Srikanth_Subra's picture

for me there is no issue with checkpoint VPN and Symantec..both are working fine..

Thanks & Regards,

 Srikanth.S

"Defeat the Defeat before the Defeat Defeats you"
(Swami Vivekananda)

CaryC's picture

I am having the same issues with hosts file/DNS changes being detected by SONAR for Juniper's network connect VPN. Thankfully it is not interfering with operation of the VPN.

It's extremely frustrating as we get heaps of notifications on these. I wish I could create an exception.

I don't consider turning the detections off to be a valid workaround.

Schtiewie's picture

Symantec knowledgebase:

http://www.symantec.com/business/support/index?page=content&id=TECH167057

 

Solution

Symantec is aware and investigating this issue.  This document will be updated as more information is available.  To work around this issue roll back to the previous client version.

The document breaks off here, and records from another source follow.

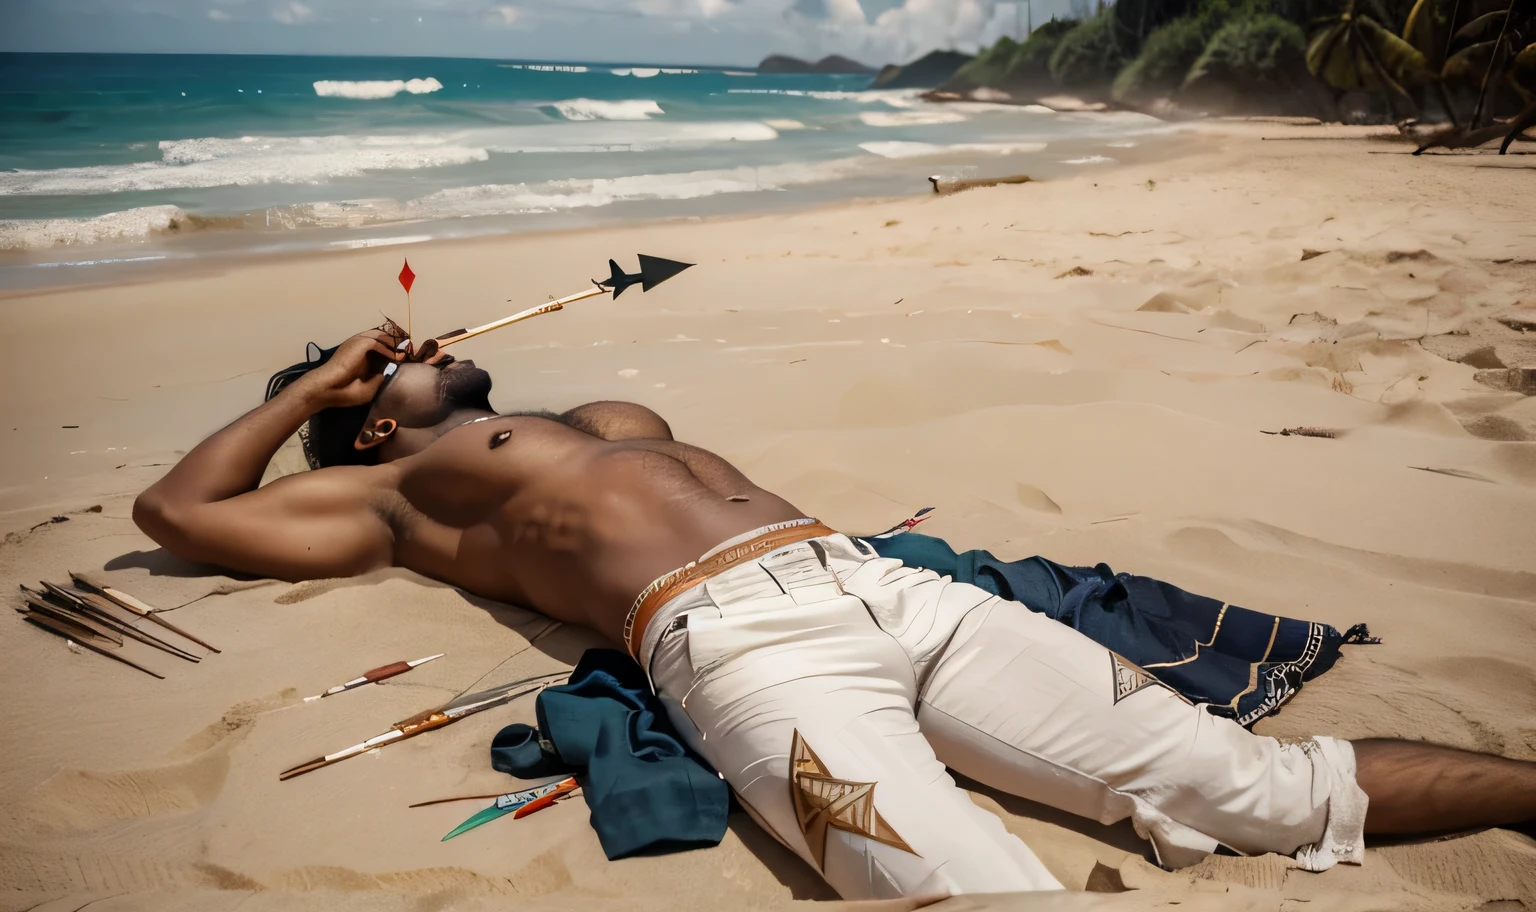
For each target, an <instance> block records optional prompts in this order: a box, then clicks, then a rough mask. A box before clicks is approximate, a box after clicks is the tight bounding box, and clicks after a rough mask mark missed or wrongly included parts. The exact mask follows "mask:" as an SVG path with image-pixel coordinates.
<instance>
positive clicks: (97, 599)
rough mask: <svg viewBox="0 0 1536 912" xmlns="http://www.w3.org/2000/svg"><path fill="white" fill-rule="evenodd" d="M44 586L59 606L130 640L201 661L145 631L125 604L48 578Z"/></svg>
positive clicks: (182, 656) (173, 655) (43, 583)
mask: <svg viewBox="0 0 1536 912" xmlns="http://www.w3.org/2000/svg"><path fill="white" fill-rule="evenodd" d="M23 588H25V587H23ZM43 588H45V590H46V591H48V596H49V597H51V600H52V602H54V603H55V605H61V606H68V608H71V610H72V611H74V613H77V614H83V616H86V617H92V619H95V620H98V622H101V623H104V625H108V626H111V628H112V629H115V631H118V633H120V634H123V636H126V637H129V639H134V640H138V642H140V643H144V645H146V646H154V648H155V649H160V651H161V653H170V654H172V656H175V657H177V659H186V660H187V662H201V659H200V657H197V656H194V654H192V653H187V651H186V649H183V648H180V646H175V645H172V643H169V642H166V640H163V639H160V637H157V636H155V634H152V633H147V631H141V629H138V628H137V626H134V620H135V619H137V616H134V614H129V613H127V611H126V610H124V608H123V606H121V605H115V603H112V602H108V600H106V599H101V597H100V596H92V594H91V593H84V591H74V593H72V591H69V590H66V588H65V587H60V585H54V583H51V582H46V580H45V582H43Z"/></svg>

This is what Symantec called a solution?

_Brian's picture

Not a solution, but a workaround. A solution will be forthcoming in a later version of SEP 12.1

Please click the "Mark as solution" link at bottom left on the post that best answers your question. This will benefit admins looking for a solution to the same problem.

SySManager's picture

Yes, we are having troubles too, and Symantec support confirmed us that this problem will be fix in the next release.

I cant believe that, because the workaround that Symantec Support told us for migrated laptops is to do a rollback. And what about if you have hundred and hundred of machines?

 

MichelZ's picture

Sorry to say, but I'd suggest you have to think about your own internal testing procedures?

Schtiewie's picture

Installing 12.1RU1 fixed the problem.Checkpoint Client is now running.